Sari e gli altri, al buio, seguono gli ordini dello scafista italiano che ora è accompagnato da un tunisino che funge da traduttore: prima trasporteranno le taniche di benzina per una cinquantina di metri fin sulla battigia, poi il gommone, infine il motore. Insieme a loro, viaggeranno dodici scatoloni di sigarette di contrabbando che i due scafisti sistemano a prua.
IL VIAGGIO FINO A MARSALA
“Ci impongono di spegnere i cellulari e poco prima di mezzanotte partiamo. Il mare è piatto, neanche una motovedetta della guardia costiera mentre lasciamo la Tunisia”.
È l’italiano a pilotare il gommone. Davanti a sè ha messo una borsa frigo di plastica blu, il cui contenuto non è sfuggito a Sari: “Bottiglie d’acqua e un grosso coltello, forse un machete”. Il gommone accelera e rallenta di continuo. “L’italiano si orienta seguendo tre stelle “, intuisce Sari.
La notte sul Mediterraneo sembra non passare mai, gli otto passeggeri muti e intabarrati nei giacconi, i borbottii in dialetto siciliano dello scafista, il rumore del motore, il vento. “All’alba scopriamo che c’è una nave militare in lontananza, e per fortuna non ci avvista. L’italiano appoggia sulla borsa frigo una tavoletta di legno, con una bussola: l’ago punta tra i 58 e i 59 gradi. Il motore spinge al massimo, arriviamo nelle acque italiane che sono le 17, ma non attracchiamo: rimaniamo a largo, a motore spento, fino a dopo il tramonto.

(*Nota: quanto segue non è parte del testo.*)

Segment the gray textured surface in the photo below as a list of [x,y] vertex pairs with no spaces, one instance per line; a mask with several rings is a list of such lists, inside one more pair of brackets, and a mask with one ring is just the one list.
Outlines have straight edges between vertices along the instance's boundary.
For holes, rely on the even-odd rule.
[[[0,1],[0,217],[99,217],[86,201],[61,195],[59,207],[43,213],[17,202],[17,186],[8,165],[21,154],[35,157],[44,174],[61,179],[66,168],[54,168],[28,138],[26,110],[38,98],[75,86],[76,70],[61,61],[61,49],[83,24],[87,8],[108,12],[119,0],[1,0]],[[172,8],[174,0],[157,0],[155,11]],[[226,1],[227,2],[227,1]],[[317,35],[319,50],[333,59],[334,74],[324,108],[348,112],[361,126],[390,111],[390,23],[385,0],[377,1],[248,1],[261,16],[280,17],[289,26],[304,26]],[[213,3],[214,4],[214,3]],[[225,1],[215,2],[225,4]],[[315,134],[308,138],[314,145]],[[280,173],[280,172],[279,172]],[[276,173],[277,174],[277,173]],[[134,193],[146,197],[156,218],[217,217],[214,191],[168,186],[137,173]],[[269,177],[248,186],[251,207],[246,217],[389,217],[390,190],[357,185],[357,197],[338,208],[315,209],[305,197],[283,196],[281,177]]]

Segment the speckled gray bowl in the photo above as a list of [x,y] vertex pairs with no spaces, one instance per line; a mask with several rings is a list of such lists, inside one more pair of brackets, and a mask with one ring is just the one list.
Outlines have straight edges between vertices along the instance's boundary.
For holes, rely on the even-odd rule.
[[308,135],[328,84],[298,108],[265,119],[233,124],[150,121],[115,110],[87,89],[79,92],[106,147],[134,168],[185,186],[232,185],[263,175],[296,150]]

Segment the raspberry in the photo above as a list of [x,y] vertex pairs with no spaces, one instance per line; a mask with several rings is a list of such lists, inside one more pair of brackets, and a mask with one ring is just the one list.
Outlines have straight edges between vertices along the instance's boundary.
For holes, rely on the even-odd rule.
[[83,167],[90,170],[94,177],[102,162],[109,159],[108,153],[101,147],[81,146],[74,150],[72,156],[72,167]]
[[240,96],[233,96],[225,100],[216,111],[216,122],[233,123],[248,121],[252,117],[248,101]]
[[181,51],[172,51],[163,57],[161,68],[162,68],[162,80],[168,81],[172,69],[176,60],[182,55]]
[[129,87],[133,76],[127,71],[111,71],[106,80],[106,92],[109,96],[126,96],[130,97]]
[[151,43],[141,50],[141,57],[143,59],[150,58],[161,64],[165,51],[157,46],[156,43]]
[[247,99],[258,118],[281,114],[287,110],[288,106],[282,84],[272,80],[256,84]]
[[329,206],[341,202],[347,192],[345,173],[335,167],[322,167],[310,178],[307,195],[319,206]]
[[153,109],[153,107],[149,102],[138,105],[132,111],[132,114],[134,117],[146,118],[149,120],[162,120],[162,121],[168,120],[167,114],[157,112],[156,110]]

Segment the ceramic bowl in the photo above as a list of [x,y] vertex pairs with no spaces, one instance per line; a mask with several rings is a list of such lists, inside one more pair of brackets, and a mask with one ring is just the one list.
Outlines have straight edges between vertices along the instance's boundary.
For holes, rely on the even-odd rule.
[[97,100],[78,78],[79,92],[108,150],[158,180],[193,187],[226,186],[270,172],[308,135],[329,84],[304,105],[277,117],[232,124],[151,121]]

Con l’oscurità  appaiono le luci delle automobili, sbarchiamo su una spiaggia dove ci sono delle persone. In un attimo i due scafisti riprendono il mare, io mi incammino solo tra gli alberi. Dopo qualche ora ho capito dov’ero: a nord di una città  chiamata Marsala. In Italia. In Europa”.
LA ROTTA DEI JIHADISTI
Chi fossero i due scafisti, e chi tra loro comandasse, Sari non l’ha capito. “Ma a Tunisi di bande di trafficanti formati da italiani e tunisini ce ne sono molte”, giura. Chi sono? Hanno legami con la Mafia? Trasportano terroristi? Una prima risposta l’ha data a giugno l’operazione della finanza “Scorpion Fish”, e non sono buone notizie. L’inchiesta del pool di pm palermitani Gery Ferrara, Claudia Ferrari e Francesca La Chioma ha portato all’arresto di 15 persone, tra cui diversi italiani, accusati di favoreggiamento dell’immigrazione clandestina e contrabbando di tabacchi.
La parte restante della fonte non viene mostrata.